Smart Wi-Fi router could change security

Dubai, UAE: A wireless router that would actually allow you to access a network credentials portal, only if it recognizes your face, is scheduled to be launched on the 18 October at the 2015 Gitex Technology Week, inside the World Trade Center in Dubai, the United Arab Emirates. Promising to serve as the first real hardware solution to cyber attacks, the device, which is manufactured by Cyber Watchdog Technologies, a multi-national cyber security company, is said to be relying on a new phase of artificial intelligence to deliver a brutal level of virtual network security that was almost non-existent, until now. Relying on this class of tech sciences, the router requires that a user be first identified by their retina, finger print or facial features before they can be allowed to enter an encrypted password to access a network.

A company spokeswoman has told the Los Angeles Post-Examiner during a private product presentation in the Dominican Republic, that this feature would serve as a first layer of smart protection, since the router would first have to recognize someone before even allowing them to enter their login credentials.

She said that, “it is more like a field of external security guards who would first have to identify you either by your finger print, your face, or your retina before they allow you to even enter a user designated password.
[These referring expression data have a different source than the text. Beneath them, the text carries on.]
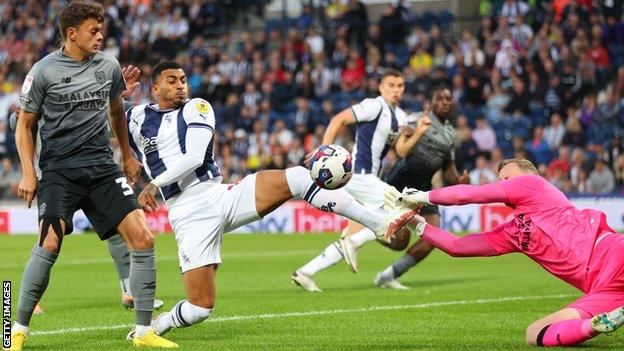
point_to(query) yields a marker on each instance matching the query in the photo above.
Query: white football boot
(349, 252)
(608, 322)
(389, 283)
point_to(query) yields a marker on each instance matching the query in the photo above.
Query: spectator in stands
(574, 135)
(601, 180)
(554, 132)
(482, 174)
(615, 150)
(484, 135)
(538, 147)
(561, 163)
(514, 8)
(608, 110)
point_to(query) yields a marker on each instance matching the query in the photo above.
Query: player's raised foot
(17, 341)
(128, 302)
(152, 340)
(389, 283)
(38, 310)
(396, 220)
(305, 282)
(349, 252)
(156, 325)
(608, 322)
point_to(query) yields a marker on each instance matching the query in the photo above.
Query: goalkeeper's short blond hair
(522, 163)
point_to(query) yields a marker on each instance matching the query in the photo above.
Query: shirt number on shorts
(124, 186)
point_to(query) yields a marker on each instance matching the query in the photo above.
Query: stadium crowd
(543, 81)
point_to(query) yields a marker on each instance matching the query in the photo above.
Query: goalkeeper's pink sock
(566, 333)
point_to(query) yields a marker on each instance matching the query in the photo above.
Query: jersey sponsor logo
(524, 226)
(100, 77)
(151, 144)
(42, 209)
(202, 107)
(85, 100)
(27, 84)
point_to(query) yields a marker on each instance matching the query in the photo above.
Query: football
(331, 167)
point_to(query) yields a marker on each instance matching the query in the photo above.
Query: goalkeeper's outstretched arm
(472, 245)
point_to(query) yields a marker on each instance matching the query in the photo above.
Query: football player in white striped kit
(174, 140)
(376, 128)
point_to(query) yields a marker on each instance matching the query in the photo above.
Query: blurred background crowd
(540, 79)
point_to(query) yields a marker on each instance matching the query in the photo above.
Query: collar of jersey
(62, 54)
(154, 106)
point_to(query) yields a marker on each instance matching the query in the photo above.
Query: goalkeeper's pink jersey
(546, 226)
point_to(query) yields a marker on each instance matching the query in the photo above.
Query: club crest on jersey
(100, 77)
(150, 144)
(202, 107)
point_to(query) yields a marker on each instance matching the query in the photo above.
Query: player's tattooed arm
(131, 78)
(131, 166)
(452, 176)
(26, 149)
(147, 198)
(406, 142)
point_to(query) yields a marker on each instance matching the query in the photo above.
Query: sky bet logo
(6, 314)
(151, 144)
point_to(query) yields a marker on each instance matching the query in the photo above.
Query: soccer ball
(331, 167)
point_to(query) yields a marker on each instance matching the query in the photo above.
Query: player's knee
(141, 239)
(531, 334)
(399, 242)
(51, 234)
(205, 301)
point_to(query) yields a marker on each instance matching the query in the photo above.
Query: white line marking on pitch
(172, 258)
(320, 312)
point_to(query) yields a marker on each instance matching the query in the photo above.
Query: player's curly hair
(77, 12)
(522, 163)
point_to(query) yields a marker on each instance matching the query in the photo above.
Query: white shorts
(367, 189)
(200, 215)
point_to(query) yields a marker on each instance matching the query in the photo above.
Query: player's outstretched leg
(121, 257)
(36, 277)
(199, 303)
(568, 328)
(416, 253)
(133, 229)
(275, 187)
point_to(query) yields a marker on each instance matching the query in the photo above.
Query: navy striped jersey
(158, 137)
(376, 129)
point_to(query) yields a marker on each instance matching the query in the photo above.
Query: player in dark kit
(71, 90)
(428, 149)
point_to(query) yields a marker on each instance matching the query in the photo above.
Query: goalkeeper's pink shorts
(605, 277)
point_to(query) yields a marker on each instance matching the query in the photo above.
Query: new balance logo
(329, 207)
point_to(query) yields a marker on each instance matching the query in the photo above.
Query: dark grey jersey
(434, 150)
(71, 99)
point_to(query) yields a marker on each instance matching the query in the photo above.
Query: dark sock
(34, 282)
(143, 284)
(121, 256)
(402, 265)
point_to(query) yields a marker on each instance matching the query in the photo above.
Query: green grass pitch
(454, 304)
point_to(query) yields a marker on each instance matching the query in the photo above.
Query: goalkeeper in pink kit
(577, 246)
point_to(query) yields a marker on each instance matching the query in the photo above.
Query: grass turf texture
(470, 304)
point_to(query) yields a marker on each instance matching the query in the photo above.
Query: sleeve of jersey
(118, 85)
(33, 90)
(198, 113)
(473, 245)
(469, 194)
(197, 141)
(499, 238)
(366, 111)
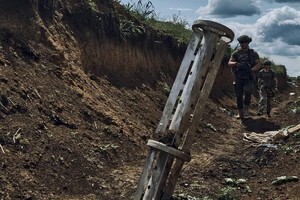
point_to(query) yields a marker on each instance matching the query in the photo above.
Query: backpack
(244, 72)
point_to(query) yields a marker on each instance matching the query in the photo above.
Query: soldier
(244, 62)
(267, 83)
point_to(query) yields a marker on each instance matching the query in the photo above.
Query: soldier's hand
(238, 64)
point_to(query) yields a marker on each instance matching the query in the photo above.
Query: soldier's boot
(246, 111)
(240, 115)
(269, 112)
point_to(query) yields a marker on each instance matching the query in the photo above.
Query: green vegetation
(92, 4)
(145, 12)
(129, 29)
(177, 27)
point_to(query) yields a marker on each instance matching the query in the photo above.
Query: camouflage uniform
(267, 86)
(244, 78)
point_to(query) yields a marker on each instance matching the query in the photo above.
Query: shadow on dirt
(260, 125)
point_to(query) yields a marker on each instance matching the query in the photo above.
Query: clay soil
(69, 134)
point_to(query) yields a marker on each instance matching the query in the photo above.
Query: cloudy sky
(274, 25)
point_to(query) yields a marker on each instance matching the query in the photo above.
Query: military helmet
(267, 62)
(244, 39)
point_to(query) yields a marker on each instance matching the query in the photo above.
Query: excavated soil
(66, 133)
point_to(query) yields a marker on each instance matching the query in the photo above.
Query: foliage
(140, 10)
(92, 4)
(177, 30)
(145, 12)
(128, 29)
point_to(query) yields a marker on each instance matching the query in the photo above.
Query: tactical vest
(248, 61)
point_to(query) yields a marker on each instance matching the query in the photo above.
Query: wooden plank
(178, 83)
(181, 118)
(154, 184)
(188, 140)
(145, 176)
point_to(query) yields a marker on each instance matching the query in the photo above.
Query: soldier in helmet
(244, 62)
(267, 83)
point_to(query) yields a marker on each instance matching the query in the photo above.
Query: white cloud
(276, 35)
(280, 24)
(181, 9)
(230, 8)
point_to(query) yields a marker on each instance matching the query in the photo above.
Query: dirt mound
(74, 128)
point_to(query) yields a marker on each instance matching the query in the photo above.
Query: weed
(166, 89)
(92, 5)
(129, 29)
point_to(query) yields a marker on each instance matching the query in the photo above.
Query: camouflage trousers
(266, 95)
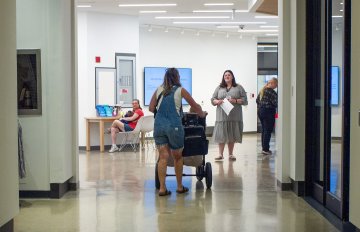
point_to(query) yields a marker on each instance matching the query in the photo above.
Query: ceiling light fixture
(219, 11)
(266, 17)
(152, 11)
(192, 17)
(147, 5)
(218, 4)
(84, 6)
(219, 23)
(268, 26)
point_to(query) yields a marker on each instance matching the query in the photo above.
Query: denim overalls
(168, 128)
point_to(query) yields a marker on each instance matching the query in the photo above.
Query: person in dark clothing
(267, 104)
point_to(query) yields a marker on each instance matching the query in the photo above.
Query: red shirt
(139, 112)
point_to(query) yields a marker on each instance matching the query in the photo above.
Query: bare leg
(221, 149)
(231, 148)
(164, 152)
(115, 128)
(178, 165)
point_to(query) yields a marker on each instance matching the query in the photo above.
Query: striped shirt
(269, 99)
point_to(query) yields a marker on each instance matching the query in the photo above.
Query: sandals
(107, 131)
(219, 158)
(184, 190)
(166, 193)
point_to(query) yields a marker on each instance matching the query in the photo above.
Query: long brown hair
(171, 78)
(223, 83)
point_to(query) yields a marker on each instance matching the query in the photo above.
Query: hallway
(117, 193)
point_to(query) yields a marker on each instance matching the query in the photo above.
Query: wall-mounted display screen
(335, 78)
(154, 77)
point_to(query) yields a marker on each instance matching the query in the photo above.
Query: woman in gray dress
(228, 128)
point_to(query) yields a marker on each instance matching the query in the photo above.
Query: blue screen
(335, 72)
(154, 77)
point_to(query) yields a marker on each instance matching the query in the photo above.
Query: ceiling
(237, 20)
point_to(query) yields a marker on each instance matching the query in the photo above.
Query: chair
(144, 125)
(147, 126)
(131, 137)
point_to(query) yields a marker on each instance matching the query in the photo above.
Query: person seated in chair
(125, 124)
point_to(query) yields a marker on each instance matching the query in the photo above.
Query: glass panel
(125, 89)
(336, 97)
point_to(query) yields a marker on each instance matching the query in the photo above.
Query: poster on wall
(29, 82)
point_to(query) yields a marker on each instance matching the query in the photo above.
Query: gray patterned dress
(229, 128)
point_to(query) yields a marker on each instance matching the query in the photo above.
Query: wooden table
(101, 121)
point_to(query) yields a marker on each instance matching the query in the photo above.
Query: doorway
(327, 106)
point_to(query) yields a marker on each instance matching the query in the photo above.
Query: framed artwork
(29, 82)
(105, 86)
(125, 78)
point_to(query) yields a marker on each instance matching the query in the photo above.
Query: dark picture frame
(29, 82)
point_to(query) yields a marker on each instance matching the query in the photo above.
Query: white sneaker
(113, 149)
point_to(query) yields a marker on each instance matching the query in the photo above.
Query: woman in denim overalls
(168, 129)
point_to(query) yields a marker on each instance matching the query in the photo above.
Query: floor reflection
(117, 193)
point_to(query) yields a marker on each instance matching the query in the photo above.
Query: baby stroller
(195, 148)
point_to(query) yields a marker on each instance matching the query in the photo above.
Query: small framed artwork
(29, 82)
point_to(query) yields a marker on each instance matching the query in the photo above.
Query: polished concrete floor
(117, 193)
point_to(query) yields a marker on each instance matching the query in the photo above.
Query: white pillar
(9, 180)
(284, 94)
(354, 115)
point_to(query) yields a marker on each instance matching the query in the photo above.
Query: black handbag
(157, 102)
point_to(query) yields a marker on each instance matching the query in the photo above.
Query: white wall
(46, 25)
(101, 35)
(9, 197)
(354, 115)
(208, 57)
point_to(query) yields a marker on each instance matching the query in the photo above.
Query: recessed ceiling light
(84, 6)
(218, 4)
(192, 17)
(266, 17)
(238, 23)
(152, 11)
(146, 5)
(219, 11)
(268, 26)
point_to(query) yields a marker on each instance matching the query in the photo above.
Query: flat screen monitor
(335, 78)
(154, 77)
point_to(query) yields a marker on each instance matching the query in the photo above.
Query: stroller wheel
(208, 174)
(157, 182)
(200, 172)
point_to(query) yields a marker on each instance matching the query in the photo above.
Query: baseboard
(283, 186)
(8, 227)
(57, 190)
(334, 220)
(298, 187)
(74, 186)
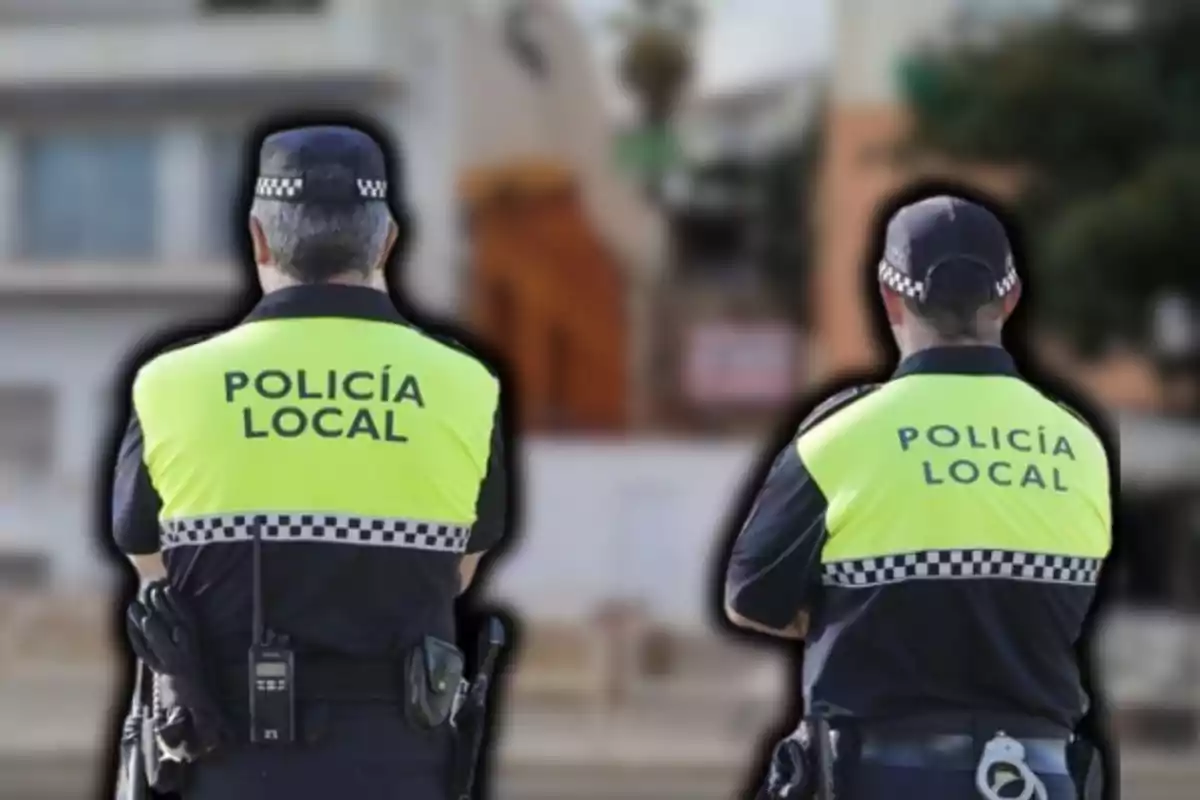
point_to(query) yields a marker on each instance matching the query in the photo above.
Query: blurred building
(726, 341)
(1159, 511)
(120, 157)
(564, 252)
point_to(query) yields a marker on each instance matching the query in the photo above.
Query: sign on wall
(739, 364)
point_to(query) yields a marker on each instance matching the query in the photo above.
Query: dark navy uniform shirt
(357, 601)
(898, 649)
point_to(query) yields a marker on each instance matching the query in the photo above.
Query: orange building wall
(549, 295)
(856, 178)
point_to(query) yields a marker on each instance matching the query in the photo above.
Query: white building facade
(120, 152)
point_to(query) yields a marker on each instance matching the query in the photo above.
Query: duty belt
(335, 679)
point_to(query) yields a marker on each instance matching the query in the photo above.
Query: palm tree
(658, 58)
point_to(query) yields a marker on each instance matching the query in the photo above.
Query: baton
(825, 758)
(131, 776)
(490, 644)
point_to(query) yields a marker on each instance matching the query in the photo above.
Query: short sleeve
(774, 569)
(492, 509)
(136, 504)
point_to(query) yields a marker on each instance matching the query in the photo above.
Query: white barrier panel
(631, 519)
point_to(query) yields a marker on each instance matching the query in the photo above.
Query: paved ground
(51, 731)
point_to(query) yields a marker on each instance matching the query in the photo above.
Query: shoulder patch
(1075, 414)
(834, 404)
(455, 344)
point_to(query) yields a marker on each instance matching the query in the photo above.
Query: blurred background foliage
(1105, 127)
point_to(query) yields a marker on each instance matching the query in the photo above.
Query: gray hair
(316, 242)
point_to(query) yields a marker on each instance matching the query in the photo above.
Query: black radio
(271, 671)
(271, 696)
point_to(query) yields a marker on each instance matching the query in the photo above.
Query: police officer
(935, 540)
(316, 485)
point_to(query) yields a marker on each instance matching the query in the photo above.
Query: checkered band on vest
(952, 565)
(335, 529)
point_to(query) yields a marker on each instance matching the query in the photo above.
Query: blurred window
(24, 570)
(286, 6)
(89, 196)
(223, 152)
(522, 41)
(27, 431)
(558, 365)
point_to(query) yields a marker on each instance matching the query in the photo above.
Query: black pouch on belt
(432, 673)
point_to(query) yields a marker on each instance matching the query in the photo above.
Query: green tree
(1107, 125)
(655, 65)
(657, 56)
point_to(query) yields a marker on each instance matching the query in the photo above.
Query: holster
(432, 673)
(792, 770)
(1086, 767)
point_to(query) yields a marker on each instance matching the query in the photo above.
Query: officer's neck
(273, 280)
(913, 344)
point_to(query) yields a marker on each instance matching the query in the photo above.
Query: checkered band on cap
(1006, 283)
(335, 529)
(957, 565)
(287, 188)
(279, 187)
(372, 190)
(899, 282)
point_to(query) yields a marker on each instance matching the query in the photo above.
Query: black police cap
(327, 164)
(948, 252)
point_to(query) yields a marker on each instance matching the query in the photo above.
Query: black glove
(789, 775)
(166, 637)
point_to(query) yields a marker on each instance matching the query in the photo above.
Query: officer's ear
(258, 242)
(399, 233)
(893, 305)
(1011, 301)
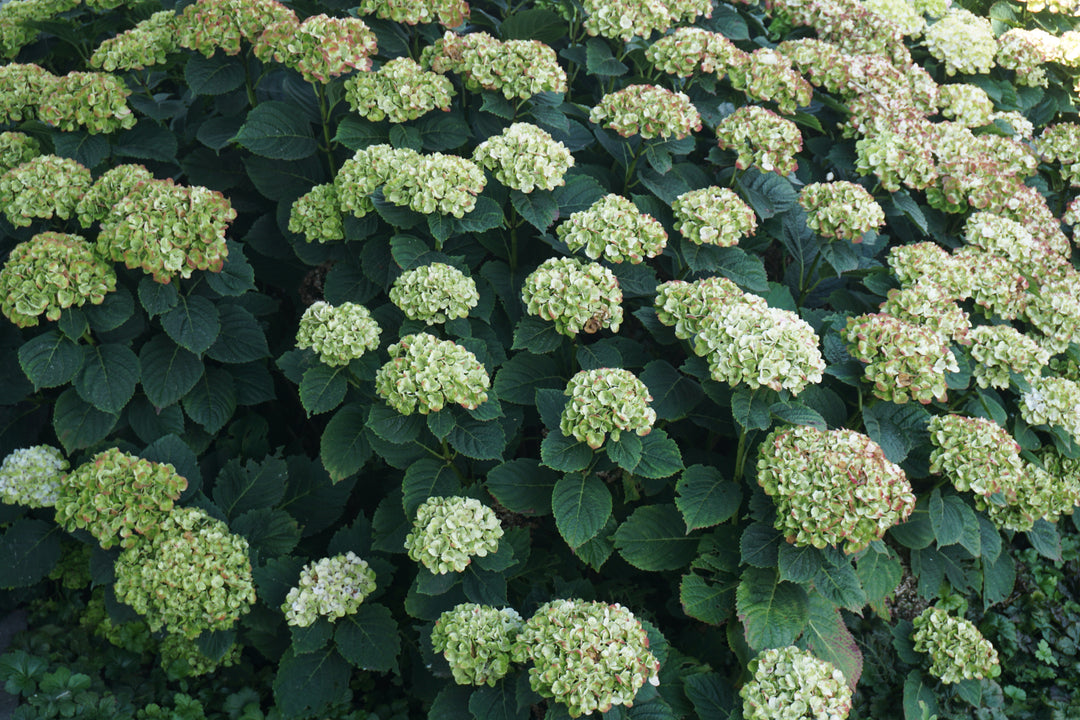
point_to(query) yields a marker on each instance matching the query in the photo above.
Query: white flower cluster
(647, 110)
(606, 401)
(761, 138)
(434, 293)
(525, 158)
(957, 649)
(613, 229)
(586, 655)
(963, 41)
(332, 587)
(424, 374)
(400, 91)
(790, 683)
(575, 295)
(832, 487)
(448, 532)
(840, 209)
(713, 216)
(32, 476)
(476, 641)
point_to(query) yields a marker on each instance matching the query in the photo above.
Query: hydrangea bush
(532, 360)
In other words, you must be clearly identifiable at the outer gate before you can be allowed to present your credentials at the main door for formal entry.”

The device, which is branded as Cyber Guard Wi-Fi router, by Cyber Watchdog, is practically already in existence, but is said to be manufactured on Demand for large companies and States entities only. The Company has since decided to launch a commercial version, which targets high end users and smaller business operators who are also equally vulnerable to hacking scenarios.

Many of the retail version specs are still under wraps, as the company may be seeking to guard against letting too much out of the bag. But many small business owners are already queuing up to put the product to the test since cyber attackers have been hitting them much harder than they were use to.

The United States Department of Commerce continues to blame cyber attackers for the loss of billions of dollars annually, that were remotely chiseled out of financial institutions, businesses and other entities that rely heavily on their virtual networks to process transactions and communications. Cyber Watchdog has said that it intends to tackle this problem, by helping the global market place to save hundreds of millions of dollars through the global implementation of its software and hardware across hundreds of core financial services networks and ICT infrastructures.